Um christliche Inhalte noch stärker im Schulalltag zu verankern, haben Bundesstaaten wie Texas, Louisiana, Arkansas und Alabama Gesetze verabschiedet, die das Anbringen der Zehn Gebote in allen Klassenzimmern vorschreiben. In Texas hatten fünfzehn Familien dagegen geklagt, da sie in dieser Regelung einen Eingriff in die Religionsfreiheit sehen. In erster Instanz bekamen sie Recht – doch ein Berufungsgericht in New Orleans hob diese Entscheidung nun auf.

Das ist bemerkenswert, denn selbst die texanische Verfassung garantiert die Trennung von Kirche und Staat sowie das Recht von Familien, über religiöse Erziehung eigenständig zu entscheiden. Dennoch argumentierte die Mehrheit der Richter, die bloße Präsenz der Zehn Gebote führe weder zur religiösen Indoktrination noch zur Bekehrung von Schülern oder Lehrern. Die Entscheidung fiel jedoch denkbar knapp aus: Acht der siebzehn Richter widersprachen und warnten davor, dass religiöse Mehrheiten ihre politische Macht nutzen würden, um ihre Überzeugungen anderen aufzuzwingen.

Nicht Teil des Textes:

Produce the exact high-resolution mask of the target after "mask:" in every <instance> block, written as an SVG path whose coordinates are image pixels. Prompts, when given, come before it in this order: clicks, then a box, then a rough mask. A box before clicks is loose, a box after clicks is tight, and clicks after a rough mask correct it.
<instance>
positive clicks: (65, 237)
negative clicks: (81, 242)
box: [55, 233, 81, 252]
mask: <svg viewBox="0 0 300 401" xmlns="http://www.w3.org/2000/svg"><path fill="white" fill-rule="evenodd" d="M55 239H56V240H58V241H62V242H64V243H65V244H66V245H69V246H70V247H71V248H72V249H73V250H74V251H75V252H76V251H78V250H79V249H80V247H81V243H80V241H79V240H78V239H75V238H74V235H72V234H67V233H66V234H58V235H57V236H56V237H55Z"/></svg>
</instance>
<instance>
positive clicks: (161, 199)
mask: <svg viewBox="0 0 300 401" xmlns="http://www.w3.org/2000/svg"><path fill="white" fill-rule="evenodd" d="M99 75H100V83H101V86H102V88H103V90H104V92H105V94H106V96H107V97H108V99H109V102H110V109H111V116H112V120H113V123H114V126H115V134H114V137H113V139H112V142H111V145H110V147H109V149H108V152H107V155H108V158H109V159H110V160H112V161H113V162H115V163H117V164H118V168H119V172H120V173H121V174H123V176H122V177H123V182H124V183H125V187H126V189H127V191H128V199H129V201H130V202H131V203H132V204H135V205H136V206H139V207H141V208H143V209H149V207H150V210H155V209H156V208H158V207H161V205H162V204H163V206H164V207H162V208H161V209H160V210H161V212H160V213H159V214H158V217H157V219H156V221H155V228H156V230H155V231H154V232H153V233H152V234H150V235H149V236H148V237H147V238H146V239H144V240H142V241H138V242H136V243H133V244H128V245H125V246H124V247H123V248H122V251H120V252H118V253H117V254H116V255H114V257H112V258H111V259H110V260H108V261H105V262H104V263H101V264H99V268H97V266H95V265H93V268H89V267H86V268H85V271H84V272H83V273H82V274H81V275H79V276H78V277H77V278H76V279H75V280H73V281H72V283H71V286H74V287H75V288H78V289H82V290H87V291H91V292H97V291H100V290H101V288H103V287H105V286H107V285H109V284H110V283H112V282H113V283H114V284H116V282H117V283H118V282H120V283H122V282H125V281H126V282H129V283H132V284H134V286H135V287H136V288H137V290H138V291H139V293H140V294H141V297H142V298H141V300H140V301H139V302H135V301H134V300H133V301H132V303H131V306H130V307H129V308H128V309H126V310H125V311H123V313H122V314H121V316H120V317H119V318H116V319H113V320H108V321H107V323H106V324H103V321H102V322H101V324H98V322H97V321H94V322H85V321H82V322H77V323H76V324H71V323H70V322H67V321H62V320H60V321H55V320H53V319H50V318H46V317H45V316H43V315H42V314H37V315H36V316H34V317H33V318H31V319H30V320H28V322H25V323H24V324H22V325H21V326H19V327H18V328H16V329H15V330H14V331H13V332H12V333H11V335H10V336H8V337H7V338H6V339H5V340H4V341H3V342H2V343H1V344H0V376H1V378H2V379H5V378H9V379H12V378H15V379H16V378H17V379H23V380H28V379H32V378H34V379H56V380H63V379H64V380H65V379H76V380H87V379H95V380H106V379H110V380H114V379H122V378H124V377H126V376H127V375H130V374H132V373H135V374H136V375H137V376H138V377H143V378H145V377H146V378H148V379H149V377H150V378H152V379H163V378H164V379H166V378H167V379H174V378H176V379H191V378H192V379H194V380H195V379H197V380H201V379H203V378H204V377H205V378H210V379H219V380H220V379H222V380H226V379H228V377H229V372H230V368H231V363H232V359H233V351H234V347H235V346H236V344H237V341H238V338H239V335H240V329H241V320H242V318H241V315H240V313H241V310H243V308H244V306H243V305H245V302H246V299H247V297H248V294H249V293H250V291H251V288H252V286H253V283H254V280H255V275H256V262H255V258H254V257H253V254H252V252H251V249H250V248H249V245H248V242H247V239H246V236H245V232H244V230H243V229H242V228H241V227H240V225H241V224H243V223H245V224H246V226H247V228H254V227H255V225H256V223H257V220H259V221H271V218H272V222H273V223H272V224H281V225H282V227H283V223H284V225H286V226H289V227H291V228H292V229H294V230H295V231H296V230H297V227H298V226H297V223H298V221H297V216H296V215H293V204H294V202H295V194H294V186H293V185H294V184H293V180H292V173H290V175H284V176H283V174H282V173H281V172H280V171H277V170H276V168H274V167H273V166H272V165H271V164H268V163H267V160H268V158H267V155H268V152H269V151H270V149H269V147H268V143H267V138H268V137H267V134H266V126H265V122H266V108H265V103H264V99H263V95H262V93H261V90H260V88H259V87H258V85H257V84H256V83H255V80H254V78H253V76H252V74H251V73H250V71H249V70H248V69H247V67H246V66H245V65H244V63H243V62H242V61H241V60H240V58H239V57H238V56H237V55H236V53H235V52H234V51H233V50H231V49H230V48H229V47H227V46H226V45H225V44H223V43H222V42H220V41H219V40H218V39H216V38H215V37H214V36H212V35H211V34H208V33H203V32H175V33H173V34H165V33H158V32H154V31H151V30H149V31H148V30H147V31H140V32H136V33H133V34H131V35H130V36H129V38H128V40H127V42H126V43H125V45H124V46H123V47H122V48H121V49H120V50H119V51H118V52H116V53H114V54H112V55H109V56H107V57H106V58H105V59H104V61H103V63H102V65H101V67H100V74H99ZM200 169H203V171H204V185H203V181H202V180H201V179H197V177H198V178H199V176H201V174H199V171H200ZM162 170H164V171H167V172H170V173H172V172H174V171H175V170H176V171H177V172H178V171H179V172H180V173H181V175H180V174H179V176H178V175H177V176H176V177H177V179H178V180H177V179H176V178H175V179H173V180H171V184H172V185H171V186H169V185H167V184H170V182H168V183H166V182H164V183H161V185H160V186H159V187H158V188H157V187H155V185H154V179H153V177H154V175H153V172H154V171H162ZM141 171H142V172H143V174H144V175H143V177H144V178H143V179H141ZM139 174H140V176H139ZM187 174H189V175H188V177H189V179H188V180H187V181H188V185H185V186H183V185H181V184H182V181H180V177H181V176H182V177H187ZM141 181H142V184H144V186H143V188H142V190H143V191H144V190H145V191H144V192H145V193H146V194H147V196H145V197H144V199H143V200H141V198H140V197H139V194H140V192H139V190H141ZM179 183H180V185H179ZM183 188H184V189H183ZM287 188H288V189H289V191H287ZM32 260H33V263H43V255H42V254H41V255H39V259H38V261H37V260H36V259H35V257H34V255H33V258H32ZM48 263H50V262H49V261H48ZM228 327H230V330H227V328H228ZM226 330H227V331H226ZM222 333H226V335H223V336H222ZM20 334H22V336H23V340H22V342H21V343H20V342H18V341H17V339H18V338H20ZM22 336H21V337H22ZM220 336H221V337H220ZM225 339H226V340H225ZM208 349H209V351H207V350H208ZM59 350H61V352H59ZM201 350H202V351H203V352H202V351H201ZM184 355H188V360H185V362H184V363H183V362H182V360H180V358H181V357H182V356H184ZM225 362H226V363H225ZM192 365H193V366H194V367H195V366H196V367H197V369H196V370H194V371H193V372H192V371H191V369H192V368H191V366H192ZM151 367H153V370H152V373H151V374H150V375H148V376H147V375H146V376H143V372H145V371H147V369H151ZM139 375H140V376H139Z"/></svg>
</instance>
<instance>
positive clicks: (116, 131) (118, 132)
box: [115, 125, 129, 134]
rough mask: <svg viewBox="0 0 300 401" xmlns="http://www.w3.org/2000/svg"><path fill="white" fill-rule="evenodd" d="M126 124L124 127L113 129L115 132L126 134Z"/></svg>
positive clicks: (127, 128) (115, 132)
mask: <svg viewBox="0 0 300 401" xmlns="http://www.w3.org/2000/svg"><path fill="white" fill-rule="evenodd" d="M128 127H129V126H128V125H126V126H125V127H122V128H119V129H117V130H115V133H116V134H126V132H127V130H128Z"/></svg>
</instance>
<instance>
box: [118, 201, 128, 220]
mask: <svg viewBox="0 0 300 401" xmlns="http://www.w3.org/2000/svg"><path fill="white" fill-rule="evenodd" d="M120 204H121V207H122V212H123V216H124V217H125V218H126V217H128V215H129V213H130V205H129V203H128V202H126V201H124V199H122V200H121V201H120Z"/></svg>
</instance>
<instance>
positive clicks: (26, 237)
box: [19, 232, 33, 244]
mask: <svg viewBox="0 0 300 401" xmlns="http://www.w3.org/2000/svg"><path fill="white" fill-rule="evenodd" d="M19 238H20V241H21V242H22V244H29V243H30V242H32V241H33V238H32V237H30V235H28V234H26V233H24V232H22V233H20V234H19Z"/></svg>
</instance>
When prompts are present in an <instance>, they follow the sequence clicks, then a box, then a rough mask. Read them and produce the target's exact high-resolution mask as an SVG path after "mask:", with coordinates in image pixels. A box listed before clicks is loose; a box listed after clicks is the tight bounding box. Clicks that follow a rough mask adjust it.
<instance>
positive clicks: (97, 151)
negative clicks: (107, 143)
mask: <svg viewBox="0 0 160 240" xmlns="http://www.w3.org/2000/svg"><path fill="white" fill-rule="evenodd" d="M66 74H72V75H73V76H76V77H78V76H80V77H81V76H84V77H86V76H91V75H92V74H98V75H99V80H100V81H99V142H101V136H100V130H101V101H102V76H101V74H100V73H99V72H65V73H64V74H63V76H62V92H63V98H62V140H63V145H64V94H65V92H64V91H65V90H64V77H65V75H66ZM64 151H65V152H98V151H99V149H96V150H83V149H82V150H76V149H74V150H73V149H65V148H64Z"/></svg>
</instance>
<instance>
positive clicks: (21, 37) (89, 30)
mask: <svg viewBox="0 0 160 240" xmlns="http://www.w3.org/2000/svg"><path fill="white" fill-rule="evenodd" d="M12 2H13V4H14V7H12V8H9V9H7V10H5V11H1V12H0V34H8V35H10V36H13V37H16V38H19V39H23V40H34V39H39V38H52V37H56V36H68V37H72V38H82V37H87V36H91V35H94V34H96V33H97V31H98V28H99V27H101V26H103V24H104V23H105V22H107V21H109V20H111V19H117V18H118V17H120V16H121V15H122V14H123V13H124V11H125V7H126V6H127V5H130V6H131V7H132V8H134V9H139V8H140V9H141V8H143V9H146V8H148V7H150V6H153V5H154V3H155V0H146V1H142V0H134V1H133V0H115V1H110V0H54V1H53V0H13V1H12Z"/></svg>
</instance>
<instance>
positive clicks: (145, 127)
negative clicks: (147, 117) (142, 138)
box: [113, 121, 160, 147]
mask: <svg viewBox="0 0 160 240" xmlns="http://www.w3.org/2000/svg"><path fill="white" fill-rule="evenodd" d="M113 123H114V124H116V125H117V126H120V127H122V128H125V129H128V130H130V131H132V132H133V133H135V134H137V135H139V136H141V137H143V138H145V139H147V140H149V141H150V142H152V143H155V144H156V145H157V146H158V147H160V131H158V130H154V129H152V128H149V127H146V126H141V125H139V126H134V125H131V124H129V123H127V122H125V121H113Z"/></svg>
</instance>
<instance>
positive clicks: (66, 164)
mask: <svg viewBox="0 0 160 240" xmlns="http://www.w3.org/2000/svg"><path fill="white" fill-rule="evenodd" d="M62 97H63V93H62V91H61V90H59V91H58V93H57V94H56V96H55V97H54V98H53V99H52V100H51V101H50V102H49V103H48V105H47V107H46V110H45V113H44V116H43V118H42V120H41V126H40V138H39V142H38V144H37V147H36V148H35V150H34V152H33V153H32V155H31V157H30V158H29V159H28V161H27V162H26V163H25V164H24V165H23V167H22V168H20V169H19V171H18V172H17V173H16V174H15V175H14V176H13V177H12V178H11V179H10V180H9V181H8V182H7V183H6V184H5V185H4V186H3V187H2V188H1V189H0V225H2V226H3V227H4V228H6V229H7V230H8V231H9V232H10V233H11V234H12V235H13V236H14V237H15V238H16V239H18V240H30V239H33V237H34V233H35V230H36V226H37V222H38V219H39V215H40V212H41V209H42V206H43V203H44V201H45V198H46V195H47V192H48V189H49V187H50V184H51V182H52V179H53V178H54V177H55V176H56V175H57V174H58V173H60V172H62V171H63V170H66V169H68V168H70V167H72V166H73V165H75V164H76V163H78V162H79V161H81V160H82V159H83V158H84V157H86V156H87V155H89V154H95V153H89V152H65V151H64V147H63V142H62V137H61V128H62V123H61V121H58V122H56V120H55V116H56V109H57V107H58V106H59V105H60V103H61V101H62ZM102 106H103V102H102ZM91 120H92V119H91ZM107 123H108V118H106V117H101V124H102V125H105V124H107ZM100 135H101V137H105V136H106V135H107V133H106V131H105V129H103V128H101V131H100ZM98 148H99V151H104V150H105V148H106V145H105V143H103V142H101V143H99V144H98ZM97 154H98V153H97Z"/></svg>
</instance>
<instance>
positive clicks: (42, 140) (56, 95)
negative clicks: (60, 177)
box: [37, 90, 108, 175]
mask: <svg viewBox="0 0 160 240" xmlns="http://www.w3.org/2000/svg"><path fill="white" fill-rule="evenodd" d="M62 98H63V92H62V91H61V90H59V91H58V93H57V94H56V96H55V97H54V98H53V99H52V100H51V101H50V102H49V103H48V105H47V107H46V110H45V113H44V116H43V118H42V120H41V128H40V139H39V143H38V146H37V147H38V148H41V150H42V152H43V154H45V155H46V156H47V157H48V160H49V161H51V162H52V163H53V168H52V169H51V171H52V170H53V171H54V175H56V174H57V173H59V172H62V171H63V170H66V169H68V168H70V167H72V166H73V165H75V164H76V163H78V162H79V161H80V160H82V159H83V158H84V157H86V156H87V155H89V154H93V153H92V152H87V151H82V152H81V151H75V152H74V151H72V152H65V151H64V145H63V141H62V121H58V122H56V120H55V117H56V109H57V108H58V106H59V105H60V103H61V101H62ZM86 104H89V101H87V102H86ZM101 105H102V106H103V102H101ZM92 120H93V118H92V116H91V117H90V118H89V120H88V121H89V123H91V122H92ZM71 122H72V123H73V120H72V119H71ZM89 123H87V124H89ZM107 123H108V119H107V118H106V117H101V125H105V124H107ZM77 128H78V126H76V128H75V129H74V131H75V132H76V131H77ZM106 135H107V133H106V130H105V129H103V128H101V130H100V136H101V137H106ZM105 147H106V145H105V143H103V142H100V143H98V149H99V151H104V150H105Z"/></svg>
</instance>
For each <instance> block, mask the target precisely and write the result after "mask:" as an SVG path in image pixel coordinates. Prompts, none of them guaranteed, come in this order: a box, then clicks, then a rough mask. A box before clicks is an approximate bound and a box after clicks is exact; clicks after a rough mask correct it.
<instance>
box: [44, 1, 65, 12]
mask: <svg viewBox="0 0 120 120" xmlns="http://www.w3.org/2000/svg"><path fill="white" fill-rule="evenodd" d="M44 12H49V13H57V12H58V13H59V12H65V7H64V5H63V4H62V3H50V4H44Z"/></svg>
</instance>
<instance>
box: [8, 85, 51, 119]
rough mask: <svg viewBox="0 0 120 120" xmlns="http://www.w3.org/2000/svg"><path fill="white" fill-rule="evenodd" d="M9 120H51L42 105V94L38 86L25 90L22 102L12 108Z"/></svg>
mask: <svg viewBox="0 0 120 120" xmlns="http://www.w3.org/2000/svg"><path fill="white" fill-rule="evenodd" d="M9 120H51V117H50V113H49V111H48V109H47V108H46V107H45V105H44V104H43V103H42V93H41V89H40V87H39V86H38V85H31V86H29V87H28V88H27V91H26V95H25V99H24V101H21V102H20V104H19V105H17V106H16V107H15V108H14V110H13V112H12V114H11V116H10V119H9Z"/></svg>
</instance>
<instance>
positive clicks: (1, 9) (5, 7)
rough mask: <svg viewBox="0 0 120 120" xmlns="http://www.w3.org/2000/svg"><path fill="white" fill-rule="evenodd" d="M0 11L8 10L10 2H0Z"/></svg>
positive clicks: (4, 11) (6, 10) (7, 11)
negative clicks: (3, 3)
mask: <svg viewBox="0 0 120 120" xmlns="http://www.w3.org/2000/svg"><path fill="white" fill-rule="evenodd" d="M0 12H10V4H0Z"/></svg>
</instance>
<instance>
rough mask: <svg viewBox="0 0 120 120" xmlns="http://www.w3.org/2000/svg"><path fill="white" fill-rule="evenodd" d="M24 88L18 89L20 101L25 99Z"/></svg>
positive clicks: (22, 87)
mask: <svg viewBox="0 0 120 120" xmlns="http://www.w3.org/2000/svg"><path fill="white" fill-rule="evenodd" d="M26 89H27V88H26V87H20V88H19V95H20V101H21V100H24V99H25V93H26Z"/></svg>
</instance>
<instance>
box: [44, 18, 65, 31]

Für Greg Abbott, den republikanischen Gouverneur von Texas, ist das Urteil dennoch ein "riesiger Erfolg": Die Zehn Gebote seien Grundlage westlicher Moral und gehörten daher in die Klassenzimmer.

Kritiker sehen darin hingegen einen weiteren Schritt hin zu einer schleichenden Aushöhlung der Trennung von Staat und Religion. Die geplante Anrufung des Supreme Court of the United States zeigt, dass der Konflikt noch lange nicht entschieden ist. Schulen in den USA bleiben damit ein zentrales Schlachtfeld im Kulturkampf um Religion, Bildung und gesellschaftliche Werte.